A côté des vulnérabilités techniques on remarque les entraves issues de la gestion extérieure d'internet. A défaut de posséder des capacités propres pour la mise sur pied, le déploiement et l'utilisation du cyberespace, les Etats de la CEEAC ont recours tant au matériel qu'à l'expertise des prestataires des pays industrialisés. Il s'agit de l'approvisionnement des terminaux - ordinateurs, smartphones, téléphones - et de l'utilisation des réseaux de communication étrangers Facebook, YouTube, et autres twitter, mais aussi de l'assistance technique pour la maintenance des infrastructures. L'analyse se situera sur les vulnérabilités de la sécurité de l'Etat dû à la gestion étrangère du marché du cyberespace (A) et des vulnérabilités qui peuvent en découler sur l'intégrité de l'action militaire (B).

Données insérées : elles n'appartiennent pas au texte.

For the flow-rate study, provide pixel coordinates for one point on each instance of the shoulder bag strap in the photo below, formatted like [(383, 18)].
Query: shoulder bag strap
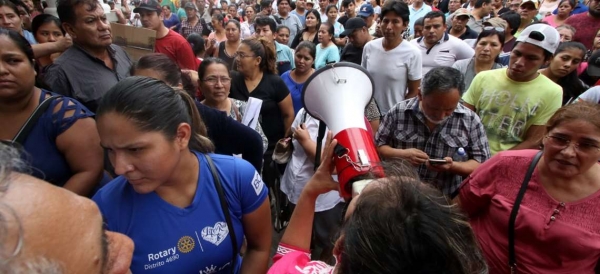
[(320, 137), (513, 214), (225, 208), (30, 123)]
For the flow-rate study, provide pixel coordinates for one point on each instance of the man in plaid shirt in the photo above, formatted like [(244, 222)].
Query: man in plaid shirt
[(434, 125)]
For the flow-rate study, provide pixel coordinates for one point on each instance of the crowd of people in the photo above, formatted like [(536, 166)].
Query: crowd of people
[(485, 114)]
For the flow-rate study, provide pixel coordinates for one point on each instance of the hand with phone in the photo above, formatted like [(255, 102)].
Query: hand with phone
[(440, 165)]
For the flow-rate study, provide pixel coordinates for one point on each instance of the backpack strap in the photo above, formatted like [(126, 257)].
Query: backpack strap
[(512, 263), (225, 208), (24, 131)]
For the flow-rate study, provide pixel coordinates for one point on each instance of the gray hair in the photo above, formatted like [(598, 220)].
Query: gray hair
[(11, 228), (442, 79)]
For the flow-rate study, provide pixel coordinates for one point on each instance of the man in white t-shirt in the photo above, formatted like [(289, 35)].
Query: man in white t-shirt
[(394, 63), (437, 47)]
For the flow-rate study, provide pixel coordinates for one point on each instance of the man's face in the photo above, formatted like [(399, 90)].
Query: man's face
[(91, 28), (433, 30), (265, 32), (453, 5), (283, 7), (150, 19), (65, 228), (525, 60), (460, 22), (514, 5), (359, 37), (527, 12), (437, 107)]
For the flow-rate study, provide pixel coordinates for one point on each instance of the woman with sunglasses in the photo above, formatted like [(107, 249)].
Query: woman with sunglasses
[(488, 47), (556, 229)]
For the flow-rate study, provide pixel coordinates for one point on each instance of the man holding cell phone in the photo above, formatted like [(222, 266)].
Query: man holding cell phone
[(428, 130)]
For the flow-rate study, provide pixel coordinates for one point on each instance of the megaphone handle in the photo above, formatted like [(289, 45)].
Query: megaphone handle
[(320, 137)]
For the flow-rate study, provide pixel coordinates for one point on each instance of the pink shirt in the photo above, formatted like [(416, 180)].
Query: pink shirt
[(293, 260), (550, 236)]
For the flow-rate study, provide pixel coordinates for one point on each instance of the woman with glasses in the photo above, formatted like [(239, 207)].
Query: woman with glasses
[(215, 84), (556, 229), (488, 47), (226, 50), (257, 77), (311, 29)]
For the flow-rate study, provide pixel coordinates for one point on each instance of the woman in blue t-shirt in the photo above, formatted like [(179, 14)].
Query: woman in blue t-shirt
[(294, 79), (184, 213), (62, 145)]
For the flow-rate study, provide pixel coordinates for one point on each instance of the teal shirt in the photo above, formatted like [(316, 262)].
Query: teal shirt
[(326, 55)]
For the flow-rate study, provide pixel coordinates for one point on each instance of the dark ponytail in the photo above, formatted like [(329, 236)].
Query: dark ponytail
[(155, 106), (264, 49)]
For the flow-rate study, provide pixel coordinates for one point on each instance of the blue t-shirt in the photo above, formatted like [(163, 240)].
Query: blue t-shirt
[(295, 90), (330, 54), (195, 239), (40, 150)]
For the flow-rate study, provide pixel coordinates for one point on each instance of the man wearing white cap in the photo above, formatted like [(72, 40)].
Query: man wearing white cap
[(515, 103), (528, 10)]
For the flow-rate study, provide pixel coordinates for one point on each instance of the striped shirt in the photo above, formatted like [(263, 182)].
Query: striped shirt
[(404, 127)]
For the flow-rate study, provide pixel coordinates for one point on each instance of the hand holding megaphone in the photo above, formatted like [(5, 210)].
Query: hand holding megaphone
[(322, 182)]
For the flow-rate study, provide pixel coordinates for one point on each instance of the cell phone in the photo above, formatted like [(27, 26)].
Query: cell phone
[(437, 161)]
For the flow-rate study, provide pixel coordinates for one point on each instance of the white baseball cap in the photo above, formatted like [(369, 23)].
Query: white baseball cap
[(541, 35)]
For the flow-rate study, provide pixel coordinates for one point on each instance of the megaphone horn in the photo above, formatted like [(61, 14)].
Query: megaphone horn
[(337, 95)]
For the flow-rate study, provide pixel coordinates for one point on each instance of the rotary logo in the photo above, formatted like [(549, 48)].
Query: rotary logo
[(185, 244)]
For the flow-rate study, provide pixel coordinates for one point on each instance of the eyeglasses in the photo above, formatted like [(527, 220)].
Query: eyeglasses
[(498, 29), (562, 143), (243, 55), (211, 81)]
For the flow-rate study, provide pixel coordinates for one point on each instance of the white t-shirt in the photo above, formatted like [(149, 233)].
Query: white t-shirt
[(300, 169), (443, 54), (391, 70), (592, 95)]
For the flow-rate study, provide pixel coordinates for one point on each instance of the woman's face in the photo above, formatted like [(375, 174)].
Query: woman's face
[(564, 9), (566, 61), (216, 24), (566, 35), (250, 13), (571, 148), (311, 20), (488, 48), (216, 83), (247, 61), (283, 36), (48, 32), (232, 32), (17, 75), (332, 14), (304, 61), (9, 19), (324, 35), (597, 41), (147, 159)]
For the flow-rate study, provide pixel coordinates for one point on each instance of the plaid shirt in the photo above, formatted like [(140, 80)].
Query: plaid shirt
[(404, 127), (187, 29)]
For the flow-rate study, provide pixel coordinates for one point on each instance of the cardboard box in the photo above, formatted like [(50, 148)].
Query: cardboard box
[(137, 42)]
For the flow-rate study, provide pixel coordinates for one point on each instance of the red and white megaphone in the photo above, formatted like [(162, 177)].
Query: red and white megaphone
[(337, 95)]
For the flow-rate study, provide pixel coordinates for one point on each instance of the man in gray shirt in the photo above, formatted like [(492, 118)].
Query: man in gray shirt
[(93, 65)]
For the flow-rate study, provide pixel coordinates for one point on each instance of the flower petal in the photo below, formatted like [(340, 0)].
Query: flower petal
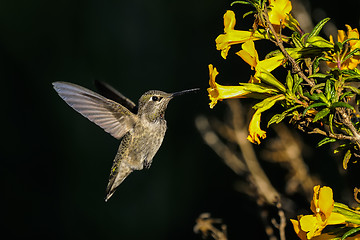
[(255, 132), (326, 201)]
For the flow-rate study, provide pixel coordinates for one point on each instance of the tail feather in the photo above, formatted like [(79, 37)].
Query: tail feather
[(118, 174)]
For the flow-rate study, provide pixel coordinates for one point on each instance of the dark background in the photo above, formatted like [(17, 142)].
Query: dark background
[(55, 163)]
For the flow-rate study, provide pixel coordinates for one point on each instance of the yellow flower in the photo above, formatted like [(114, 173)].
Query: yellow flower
[(255, 132), (250, 55), (337, 58), (232, 36), (218, 92), (279, 10), (322, 206)]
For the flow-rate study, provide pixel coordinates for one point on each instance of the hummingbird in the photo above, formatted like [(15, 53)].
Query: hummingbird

A. La gestion étrangère du marché du cyberespace

Comme mentionné plus haut le fonctionnement d'internet nécessite un ensemble d'infrastructures physiques indispensables qui constituent la partie matérielle du cyberespace. Il s'agit ici des outils de liaison à l'instar des câbles sous-marins, des fibres optiques, des satellites, des serveurs ; mais aussi des terminaux d'utilisation que constituent les appareils, les téléphones, ordinateurs, et autres objets connectés. D'une part l'acquisition du matériel de base par les pays d'Afrique Centrale constitue une difficulté tant les couts d'achats des technologies sont élevés. Du point de vue du financement on observe une continuité - comme dans d'autres secteurs - dans la dépendance pour la constitution du cyberespace en Afrique centrale. Les équipements trop couteux pour leurs économies encore en consolidation et caractérisées par le manque de moyens. Cela explique pourquoi les pays de la zone font appel aux multinationales - qui entretiennent une certaine proximité avec leurs Etats d'origine - oeuvrant dans le secteur de la technologie. Il s'agit d'Alcatel-Lucent, Huawei, NEC qui concentrent plus de 85% du marché de la fibre optique113(*). Tous sont très proches, comme l'attestent les récentes accusations qui pèsent sur le chinois Huawei, des structures de défense et de renseignement de leurs Etats d'origine. En RDC les quatre principaux opérateurs réseaux Vodacom, Celtel, Tigo, sont des firmes étrangères ou nationales dont la majorité du capital est détenu par un financement étranger.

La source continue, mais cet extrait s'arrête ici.